Hallucinations erode trust. If users see that an AI application generates nonsense, they stop using the app. The problem with Retrieval Augmented Generation (RAG) systems is that most will always return something.
Table of Contents
- Getting rid of hallucinations with Llama-Index evaluators
- Does it make sense to use RetryGuidelineQueryEngine to fix retrieval?
- How can hallucinations in RAG systems be fixed?
If your retrieval is based on vector similarity, something will always be similar to the query (unless you have an empty database). You may set a similarity threshold, but finding a value that will work for all queries is hard. If you set it too high, the system will return nothing. If you set it too low, the user will see hallucinations.
One possible solution is to use a generative model to filter out irrelevant results. Given data retrieved from a vector database, we ask the model to determine whether the retrieved documents are relevant to the query. If the model says the document is irrelevant, we tell the user we couldn’t find anything.
Getting rid of hallucinations with Llama-Index evaluators
We will use the FaithfulnessEvaluator
from the Llama-Index library to determine whether the documents retrieved by vector search contain answers to the user’s question.
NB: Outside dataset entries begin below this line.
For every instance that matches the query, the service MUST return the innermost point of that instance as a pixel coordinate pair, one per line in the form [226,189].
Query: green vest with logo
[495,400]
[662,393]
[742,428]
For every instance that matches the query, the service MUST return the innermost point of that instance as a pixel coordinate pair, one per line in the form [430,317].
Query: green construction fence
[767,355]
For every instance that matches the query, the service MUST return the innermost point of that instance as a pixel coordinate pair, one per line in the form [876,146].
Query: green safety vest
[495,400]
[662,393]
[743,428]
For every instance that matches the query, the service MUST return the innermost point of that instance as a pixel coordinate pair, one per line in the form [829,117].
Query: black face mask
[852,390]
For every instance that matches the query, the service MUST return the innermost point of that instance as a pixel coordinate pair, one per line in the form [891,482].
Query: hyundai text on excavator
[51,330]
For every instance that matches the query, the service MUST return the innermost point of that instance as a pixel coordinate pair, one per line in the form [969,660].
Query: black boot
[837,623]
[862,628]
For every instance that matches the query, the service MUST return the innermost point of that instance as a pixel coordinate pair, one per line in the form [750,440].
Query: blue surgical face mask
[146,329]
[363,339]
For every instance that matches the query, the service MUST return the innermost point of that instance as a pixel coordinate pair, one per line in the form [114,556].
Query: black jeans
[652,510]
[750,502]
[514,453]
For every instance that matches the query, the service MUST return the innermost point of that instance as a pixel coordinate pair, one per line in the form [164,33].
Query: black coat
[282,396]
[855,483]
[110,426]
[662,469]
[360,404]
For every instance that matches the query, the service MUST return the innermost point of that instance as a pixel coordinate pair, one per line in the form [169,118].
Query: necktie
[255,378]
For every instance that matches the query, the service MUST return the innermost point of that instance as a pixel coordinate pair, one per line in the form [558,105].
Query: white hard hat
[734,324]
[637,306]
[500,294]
The evaluator gets a query and a list of documents. As the output, FaithfulnessEvaluator
returns a feedback
that explains the decision, a score
that is 0 if the documents are irrelevant and one if they are relevant, a passing
boolean flag (true if the documents are relevant), and a response
that answers the user’s question or explains why we couldn’t find anything.
Preparing the documents
If you run the code in Google Colab, you will need only two libraries: llama-index
and llama-index-llms-anthropic
. If the code runs on your local machine, install the lxml
HTML parsers.
Before we start, we have to load documents into a vector store. We will use the content of the Applied LLMs website (https://applied-llms.org) and load every question and answer as a separate document.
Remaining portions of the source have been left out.